Two years ago, Dave “Vegas Dave” Oancea purchased a one-of-a-kind Mike Trout baseball card for $400,000.
While Oancea received plenty of messages from doubters — he’s documented the entire journey — the card is now poised to potentially challenge the $3.2 million record auction sale for a baseball card set by a 1909 Honus Wagner card in 2016. The Trout card went up for auction in late July and will finish Aug. 22, a fitting cap on a summer that has seen the trading card industry receive a resurgence in interest. As of August 19, the bids were up to $1.45 million.
At the core of the trading card resurgence: the coronavirus pandemic.
“I was worried about cards not being highly valued because there was no baseball going on,” Oancea said. Then he sold a different Trout rookie card for $922,000 earlier this year.
“With the pandemic, people with money realize they need to diversify,” he said. “The stock market isn’t solid, housing’s not solid. They’re looking for ways to diversify and baseball cards are booming.”
It’s not all about investors trying to make money, however.
Like Oancea, Upper Deck Head of Customer Experience Chris Carlin was concerned the industry would be in trouble when the pandemic effectively shut the world down. Normally, he said collectibles are the first thing to hit the back burner when cash is tight.
Instead, the shoe boxes full of cards came out.
“People were staying home, engaging with things they’ve loved after watching all the Netflix they could,” Carlin said. “People were rediscovering their collections and it’s a great family hobby.”
Each January, Panini signs 200 collegiate football players to contracts as they declare for the NFL Draft. Without knowing where the players will end up in their NFL career, the company follows their pre-draft experience from NFL Combine to the NFL Draft.
“It created a whole new circular situation where those that collected in the 1980s are now sharing the fun of the hobby with their children, creating a whole new group of collectors,” he said.
Carlin also mentioned the investment element, noting the 2.5-inch by 3.5-inch pieces of card stock are a commodity that’s frequently bought, traded and sold. Along with the Trout cards, a LeBron James card sold for $1.82 million and a Connor McDavid card sold for $135,000 in July.
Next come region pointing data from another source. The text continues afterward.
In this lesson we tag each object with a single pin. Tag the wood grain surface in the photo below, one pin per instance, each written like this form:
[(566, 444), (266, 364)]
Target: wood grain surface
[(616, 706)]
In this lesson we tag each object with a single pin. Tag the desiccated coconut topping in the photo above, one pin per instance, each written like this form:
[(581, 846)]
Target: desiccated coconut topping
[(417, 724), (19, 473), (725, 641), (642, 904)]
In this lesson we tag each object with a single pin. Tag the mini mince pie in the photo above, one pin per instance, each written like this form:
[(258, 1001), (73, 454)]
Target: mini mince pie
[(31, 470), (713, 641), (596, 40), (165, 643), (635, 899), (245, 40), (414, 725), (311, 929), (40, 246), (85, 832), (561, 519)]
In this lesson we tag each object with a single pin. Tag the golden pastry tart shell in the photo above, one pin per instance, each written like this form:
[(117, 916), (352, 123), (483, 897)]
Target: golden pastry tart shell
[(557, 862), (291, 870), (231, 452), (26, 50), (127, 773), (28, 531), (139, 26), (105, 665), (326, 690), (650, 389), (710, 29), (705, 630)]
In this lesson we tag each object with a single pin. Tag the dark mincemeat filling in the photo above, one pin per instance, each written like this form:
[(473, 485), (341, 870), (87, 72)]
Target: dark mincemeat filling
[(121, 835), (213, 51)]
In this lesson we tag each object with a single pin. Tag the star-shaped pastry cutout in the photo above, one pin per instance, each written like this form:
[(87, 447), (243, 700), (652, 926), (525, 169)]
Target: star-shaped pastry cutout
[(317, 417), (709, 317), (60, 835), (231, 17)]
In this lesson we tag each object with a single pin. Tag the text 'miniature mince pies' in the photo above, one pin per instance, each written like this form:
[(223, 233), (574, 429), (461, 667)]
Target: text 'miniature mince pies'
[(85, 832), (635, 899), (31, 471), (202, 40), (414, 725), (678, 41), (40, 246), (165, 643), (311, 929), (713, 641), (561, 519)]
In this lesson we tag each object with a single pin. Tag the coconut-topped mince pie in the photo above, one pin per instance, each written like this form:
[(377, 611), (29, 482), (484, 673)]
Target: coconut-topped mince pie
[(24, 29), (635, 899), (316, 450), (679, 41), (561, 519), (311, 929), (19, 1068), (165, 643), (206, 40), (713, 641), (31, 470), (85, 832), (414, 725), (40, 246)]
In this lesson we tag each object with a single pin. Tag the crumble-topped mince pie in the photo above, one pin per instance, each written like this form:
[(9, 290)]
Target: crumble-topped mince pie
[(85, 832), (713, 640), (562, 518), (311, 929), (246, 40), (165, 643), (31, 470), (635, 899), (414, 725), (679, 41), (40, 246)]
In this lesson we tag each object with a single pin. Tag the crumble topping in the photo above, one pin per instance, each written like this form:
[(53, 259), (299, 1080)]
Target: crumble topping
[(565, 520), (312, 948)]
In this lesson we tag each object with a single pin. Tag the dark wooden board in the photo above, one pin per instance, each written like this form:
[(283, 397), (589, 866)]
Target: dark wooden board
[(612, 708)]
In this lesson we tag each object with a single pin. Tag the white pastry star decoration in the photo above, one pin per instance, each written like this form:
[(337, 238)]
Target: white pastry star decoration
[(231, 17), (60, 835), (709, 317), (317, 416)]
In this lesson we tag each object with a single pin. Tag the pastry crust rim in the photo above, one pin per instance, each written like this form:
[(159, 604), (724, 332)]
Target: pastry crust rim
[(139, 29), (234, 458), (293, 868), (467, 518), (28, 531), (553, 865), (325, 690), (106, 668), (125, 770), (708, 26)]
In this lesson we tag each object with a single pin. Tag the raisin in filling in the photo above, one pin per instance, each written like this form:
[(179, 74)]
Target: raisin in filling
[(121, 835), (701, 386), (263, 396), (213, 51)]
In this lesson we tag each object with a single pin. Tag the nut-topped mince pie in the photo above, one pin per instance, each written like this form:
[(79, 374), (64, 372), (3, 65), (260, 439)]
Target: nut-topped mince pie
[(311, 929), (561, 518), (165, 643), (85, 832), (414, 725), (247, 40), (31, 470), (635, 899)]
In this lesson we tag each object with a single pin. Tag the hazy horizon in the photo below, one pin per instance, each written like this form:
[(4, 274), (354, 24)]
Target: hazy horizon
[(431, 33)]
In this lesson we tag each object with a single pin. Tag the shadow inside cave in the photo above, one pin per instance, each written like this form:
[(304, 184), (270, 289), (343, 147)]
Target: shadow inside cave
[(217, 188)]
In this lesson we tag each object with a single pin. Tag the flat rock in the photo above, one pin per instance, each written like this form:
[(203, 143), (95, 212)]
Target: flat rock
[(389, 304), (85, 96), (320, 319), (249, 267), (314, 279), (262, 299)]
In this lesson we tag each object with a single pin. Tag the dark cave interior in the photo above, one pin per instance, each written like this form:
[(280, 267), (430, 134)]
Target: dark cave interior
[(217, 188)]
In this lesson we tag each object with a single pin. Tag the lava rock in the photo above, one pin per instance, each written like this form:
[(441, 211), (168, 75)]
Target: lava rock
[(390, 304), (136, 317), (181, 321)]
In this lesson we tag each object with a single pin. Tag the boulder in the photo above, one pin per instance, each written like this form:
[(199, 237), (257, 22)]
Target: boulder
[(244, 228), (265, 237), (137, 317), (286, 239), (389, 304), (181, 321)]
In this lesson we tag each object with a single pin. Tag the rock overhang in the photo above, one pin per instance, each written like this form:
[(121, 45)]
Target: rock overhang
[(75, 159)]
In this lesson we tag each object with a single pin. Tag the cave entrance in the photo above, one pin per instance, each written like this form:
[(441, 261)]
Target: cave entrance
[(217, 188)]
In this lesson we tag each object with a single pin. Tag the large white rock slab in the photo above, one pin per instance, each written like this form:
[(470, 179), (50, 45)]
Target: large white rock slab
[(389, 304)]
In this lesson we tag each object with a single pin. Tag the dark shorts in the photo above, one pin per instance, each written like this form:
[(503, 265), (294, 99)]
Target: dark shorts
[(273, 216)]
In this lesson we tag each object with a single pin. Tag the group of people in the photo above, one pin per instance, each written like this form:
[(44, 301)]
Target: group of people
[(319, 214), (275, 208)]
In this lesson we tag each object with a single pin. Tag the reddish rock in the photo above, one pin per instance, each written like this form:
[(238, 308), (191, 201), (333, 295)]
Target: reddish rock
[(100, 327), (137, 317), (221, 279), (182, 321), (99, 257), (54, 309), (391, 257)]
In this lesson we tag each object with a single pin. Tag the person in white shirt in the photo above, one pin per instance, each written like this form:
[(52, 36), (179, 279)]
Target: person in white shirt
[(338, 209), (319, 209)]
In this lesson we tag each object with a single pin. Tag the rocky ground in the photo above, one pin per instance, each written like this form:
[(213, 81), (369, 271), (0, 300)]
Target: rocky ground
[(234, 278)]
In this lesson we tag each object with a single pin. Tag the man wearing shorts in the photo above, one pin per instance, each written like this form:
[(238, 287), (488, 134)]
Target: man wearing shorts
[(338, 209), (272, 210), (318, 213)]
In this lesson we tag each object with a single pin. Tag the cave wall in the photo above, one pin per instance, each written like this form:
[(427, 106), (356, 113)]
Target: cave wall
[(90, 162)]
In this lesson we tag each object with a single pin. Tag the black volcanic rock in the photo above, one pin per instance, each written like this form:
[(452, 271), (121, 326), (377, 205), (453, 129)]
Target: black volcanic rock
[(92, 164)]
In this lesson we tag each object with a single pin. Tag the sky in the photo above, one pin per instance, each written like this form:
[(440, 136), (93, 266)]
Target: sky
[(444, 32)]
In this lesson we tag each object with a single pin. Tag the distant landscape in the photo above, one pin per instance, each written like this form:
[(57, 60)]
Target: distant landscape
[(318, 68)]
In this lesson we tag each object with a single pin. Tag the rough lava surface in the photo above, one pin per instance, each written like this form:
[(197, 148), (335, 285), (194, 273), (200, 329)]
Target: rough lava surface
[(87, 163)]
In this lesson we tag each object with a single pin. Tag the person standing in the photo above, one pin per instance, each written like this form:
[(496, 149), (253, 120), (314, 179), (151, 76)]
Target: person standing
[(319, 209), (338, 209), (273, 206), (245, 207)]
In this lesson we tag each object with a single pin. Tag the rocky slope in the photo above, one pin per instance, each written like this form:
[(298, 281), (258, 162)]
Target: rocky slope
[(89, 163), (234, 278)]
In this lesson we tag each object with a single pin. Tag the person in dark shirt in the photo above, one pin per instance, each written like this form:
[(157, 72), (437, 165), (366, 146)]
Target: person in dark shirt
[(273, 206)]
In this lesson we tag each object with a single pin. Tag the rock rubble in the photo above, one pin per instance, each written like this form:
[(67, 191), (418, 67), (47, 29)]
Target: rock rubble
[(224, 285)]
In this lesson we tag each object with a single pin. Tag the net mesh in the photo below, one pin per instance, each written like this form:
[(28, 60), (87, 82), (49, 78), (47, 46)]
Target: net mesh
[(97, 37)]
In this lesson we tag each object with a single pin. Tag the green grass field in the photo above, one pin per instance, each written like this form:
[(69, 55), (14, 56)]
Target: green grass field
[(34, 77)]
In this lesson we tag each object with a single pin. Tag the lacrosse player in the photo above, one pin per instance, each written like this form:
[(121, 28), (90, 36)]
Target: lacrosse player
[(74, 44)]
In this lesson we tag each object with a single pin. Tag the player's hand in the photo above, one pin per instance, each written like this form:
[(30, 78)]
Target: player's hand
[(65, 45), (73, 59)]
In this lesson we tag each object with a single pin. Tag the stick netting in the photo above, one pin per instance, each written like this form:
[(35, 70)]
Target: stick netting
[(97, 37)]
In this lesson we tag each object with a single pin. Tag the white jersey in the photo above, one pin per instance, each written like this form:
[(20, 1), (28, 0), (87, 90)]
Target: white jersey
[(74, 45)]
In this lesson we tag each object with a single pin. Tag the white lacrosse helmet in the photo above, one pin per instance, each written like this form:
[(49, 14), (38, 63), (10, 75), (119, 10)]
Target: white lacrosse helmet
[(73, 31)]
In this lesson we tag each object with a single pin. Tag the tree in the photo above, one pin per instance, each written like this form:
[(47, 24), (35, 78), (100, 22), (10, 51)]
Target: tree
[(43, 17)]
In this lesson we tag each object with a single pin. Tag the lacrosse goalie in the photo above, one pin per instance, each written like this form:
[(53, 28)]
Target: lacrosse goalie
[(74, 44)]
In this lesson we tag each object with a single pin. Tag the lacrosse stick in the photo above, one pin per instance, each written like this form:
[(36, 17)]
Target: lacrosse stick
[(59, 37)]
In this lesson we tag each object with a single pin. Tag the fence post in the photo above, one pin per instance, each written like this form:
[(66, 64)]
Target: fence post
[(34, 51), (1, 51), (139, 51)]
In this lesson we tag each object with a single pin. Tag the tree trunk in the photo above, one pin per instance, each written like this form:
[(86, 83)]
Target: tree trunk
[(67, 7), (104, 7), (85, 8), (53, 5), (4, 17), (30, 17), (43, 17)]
“People aren’t going on trips, they’re not spending money on movies, instead they’re investing in their passion,” Carlin said. “There is an upper echelon of investor who sees them as a safe place to park the money in a time of a global crisis.”
Rather than worry the lack of live sports would hurt the industry, Topps Communications Manager Emily Kless said she believes people viewed cards as a way to stay connected to the sports. Kless said it also helps the industry had a very strong 2019.
Panini Vice President of Marketing Jason Howarth said the surge has been coming for two years and, like Kless, said he believes fans were looking at trading cards as a way to stay connected to sports. Howarth said the sales figures at big box stores like Target and Walmart are numbers normally seen over the holiday season.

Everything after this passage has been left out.